How To Win Custody of a Child in Texas

Here’s how to be in a great position to WIN Custody

Among the reasons these divorces are so traumatic is that child custody becomes a game changer. Parents wonder if they will lose their child or if their relationship will be forever altered. Under these conditions, you want to be certain that you have the most up-to-date information. Learn what to expect in your child custody case when a Texas judge decides the future of your family.

Divorce and child custody are among the most stressful life occurrences, according to the Holmes and Rahe Life Change Stress Units scale, with divorce ranking second. According to this scale, the only thing more stressful than divorce is the death of a spouse.

In deciding the best interests of the child in child custody, how you feel about the other parent is not a factor. But the reality is that you can’t always do that. As in the preceding example, if another parent is inhibiting your children’s best interests, a Texas judge will not tolerate it and will award exclusive custody to the person who is participating the most in the children’s best interests. If one parent’s behavior is consistent and constant, the scenario may be classified as high conflict, and sole custody may be awarded.

1. Facilitate the ‘Other’ Parent’s Relationship with the Kids.

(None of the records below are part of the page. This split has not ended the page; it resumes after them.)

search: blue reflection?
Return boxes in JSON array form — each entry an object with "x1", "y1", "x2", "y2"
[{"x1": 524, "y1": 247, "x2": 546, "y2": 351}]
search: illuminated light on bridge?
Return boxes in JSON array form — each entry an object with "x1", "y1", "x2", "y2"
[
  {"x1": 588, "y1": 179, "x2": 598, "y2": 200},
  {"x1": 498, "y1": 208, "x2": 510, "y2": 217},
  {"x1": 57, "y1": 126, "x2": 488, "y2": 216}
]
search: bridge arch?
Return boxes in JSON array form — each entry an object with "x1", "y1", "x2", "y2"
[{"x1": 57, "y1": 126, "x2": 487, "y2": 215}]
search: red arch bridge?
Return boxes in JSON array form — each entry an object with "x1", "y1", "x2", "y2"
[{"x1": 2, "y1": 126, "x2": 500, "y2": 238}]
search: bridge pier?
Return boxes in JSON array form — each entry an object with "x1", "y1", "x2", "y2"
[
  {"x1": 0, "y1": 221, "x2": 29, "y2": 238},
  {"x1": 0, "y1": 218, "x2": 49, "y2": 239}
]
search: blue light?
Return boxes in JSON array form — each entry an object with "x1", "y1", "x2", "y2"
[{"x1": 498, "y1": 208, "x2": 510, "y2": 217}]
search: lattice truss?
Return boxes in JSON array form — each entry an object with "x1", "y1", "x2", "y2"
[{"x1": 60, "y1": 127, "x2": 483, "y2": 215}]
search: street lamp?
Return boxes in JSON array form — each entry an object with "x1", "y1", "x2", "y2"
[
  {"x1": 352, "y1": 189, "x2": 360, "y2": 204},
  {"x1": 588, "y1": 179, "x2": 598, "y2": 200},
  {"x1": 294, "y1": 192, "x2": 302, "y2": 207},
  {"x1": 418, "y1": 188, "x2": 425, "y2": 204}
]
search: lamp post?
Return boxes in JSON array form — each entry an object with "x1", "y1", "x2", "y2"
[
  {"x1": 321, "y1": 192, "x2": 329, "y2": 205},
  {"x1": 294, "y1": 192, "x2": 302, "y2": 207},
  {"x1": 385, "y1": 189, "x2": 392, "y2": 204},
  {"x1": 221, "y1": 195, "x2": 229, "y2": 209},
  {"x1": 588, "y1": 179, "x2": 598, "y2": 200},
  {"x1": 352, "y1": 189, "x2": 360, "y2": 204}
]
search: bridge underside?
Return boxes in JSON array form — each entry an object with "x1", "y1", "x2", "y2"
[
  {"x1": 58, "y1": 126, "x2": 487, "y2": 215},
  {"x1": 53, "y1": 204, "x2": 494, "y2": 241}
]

This is far and away the most critical factor in custody cases and yet it’s often a tough needle to thread because basically, you’re talking about promoting/supporting the other parent’s relationship with your kids while your relationship with that other parent might be breaking down simultaneously (divorce). But, this is a specific factor in Illinois child custody law and I guarantee you judges have this question foremost in their heads, “If I give custody to parent X, is she going to promote parent Y’s relationship with their daughter?” I nearly always ask one or both parties when they’re testifying to talk about the other parent’s strengths because if you have a parent who can’t even say 1 supportive thing about the other parent do you really think he’s going to support mom’s parenting time going forward?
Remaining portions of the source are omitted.